Explanation of Responses:

* If the form is filed by more than one reporting person, see Instruction 4(b)(v).
** Intentional misstatements or omissions of facts constitute Federal Criminal Violations. See 18 U.S.C. 1001 and 15 U.S.C. 78ff(a).
(1) Includes (i) 23,184 shares of the Issuer's Class A common stock subject to RSUs granted August 13, 2013, (ii) 7,761 shares of the Issuer's Class A common stock subject to RSUs granted July 2, 2012, (iii) 3,392 shares of the Issuer's Class A common stock subject to RSUs granted July 6, 2011, and (iv) 1,006 shares of the Issuer's Class A common stock subject to RSUs granted July 6, 2010. The 23,184 shares underlying the August 13, 2013 RSUs will be issued when those units vest (subject to an initial performance-vesting requirement) in a series of four successive equal installments upon the Reporting Person's continuation in service with the Issuer through each of the August 31, 2014, August 13, 2015, August 13, 2016, and August 13, 2017 vesting dates. The 7,761 shares underlying the July 2, 2012 RSUs will be issued when those units vest in a series of three successive equal installments upon the Reporting Person's continuation in service with the Issuer (footnote continued below)
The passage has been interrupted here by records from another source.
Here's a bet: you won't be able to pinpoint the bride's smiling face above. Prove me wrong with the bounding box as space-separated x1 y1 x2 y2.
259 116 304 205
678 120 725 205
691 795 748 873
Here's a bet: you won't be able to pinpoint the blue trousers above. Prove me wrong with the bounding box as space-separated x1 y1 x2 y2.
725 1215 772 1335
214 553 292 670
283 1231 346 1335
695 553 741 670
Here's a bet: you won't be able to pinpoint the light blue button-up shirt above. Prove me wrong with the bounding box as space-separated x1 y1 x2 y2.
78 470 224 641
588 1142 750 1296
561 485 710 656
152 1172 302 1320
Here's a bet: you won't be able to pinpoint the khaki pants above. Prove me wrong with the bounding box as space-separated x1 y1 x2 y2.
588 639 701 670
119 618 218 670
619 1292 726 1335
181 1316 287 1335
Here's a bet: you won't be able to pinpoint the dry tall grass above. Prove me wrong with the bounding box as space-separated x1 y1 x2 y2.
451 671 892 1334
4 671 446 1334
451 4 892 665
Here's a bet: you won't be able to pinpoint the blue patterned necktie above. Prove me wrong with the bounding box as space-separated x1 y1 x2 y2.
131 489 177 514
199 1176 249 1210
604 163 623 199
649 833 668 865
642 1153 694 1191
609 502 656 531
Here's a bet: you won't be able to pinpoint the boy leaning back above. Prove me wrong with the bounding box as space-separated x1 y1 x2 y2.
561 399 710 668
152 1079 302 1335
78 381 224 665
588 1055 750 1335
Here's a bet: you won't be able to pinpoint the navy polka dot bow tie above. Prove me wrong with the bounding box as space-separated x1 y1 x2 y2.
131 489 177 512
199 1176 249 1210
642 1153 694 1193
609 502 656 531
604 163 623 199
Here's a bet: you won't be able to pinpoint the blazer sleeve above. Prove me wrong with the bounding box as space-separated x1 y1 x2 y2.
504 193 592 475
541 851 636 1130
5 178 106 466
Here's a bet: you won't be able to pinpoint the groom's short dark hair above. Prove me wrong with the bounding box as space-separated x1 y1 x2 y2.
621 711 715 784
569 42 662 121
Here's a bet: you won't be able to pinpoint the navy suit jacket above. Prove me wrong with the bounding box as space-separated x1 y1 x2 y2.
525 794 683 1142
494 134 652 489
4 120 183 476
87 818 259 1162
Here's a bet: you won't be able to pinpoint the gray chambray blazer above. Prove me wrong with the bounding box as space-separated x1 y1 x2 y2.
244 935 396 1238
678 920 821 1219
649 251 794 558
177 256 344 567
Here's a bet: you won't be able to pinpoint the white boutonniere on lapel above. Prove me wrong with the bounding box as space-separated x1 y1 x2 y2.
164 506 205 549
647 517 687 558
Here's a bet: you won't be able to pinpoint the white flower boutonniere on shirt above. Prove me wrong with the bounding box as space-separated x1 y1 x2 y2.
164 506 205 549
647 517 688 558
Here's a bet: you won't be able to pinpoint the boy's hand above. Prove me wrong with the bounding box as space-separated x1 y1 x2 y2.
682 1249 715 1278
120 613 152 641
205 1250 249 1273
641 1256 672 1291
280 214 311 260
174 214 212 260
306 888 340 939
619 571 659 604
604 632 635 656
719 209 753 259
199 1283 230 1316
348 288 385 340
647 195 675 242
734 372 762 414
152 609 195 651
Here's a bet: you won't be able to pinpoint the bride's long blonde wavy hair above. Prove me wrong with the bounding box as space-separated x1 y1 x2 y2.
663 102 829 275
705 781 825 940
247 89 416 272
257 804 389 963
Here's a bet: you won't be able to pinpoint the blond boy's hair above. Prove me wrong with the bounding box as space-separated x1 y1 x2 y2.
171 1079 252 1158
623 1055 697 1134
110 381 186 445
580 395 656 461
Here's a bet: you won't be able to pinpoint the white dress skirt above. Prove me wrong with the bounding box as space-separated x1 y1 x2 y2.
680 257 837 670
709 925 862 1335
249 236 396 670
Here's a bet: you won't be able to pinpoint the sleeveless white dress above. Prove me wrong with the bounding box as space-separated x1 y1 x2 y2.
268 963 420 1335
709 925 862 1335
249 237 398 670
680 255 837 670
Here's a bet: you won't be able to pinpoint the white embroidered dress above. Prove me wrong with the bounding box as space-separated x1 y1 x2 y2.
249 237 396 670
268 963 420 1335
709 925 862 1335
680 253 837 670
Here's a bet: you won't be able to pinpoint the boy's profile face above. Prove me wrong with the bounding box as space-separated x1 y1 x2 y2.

(2) (continued from footnote 1 above) through each of the July 2, 2014, July 2, 2015 and July 2, 2016 vesting dates. The 3,392 shares underlying the July 6, 2011 RSUs will be issued when those units vest in a series of two successive equal installments upon the Reporting Person's continuation in service with the Issuer through each of the July 6, 2014 and July 6, 2015 vesting dates. The 1,006 shares underlying the July 6, 2010 RSUs will be issued when those units vest upon the Reporting Person's continuation in service with the Issuer through the July 6, 2014 vesting date. All of the RSUs are subject to accelerated vesting upon certain changes in ownership or control of the Issuer.
(3) Does not include (i) 1,212 target shares of the Issuer's Class A common stock subject to the performance share award made to the Reporting Person on July 2, 2012 or (ii) 1,185 target shares of the Issuer's Class A common stock subject to the performance share award made to the Reporting Person on July 6, 2011. Those awards will not actually convert into any shares of the Issuer's Class A common stock unless the applicable performance goals are attained at threshold level or above.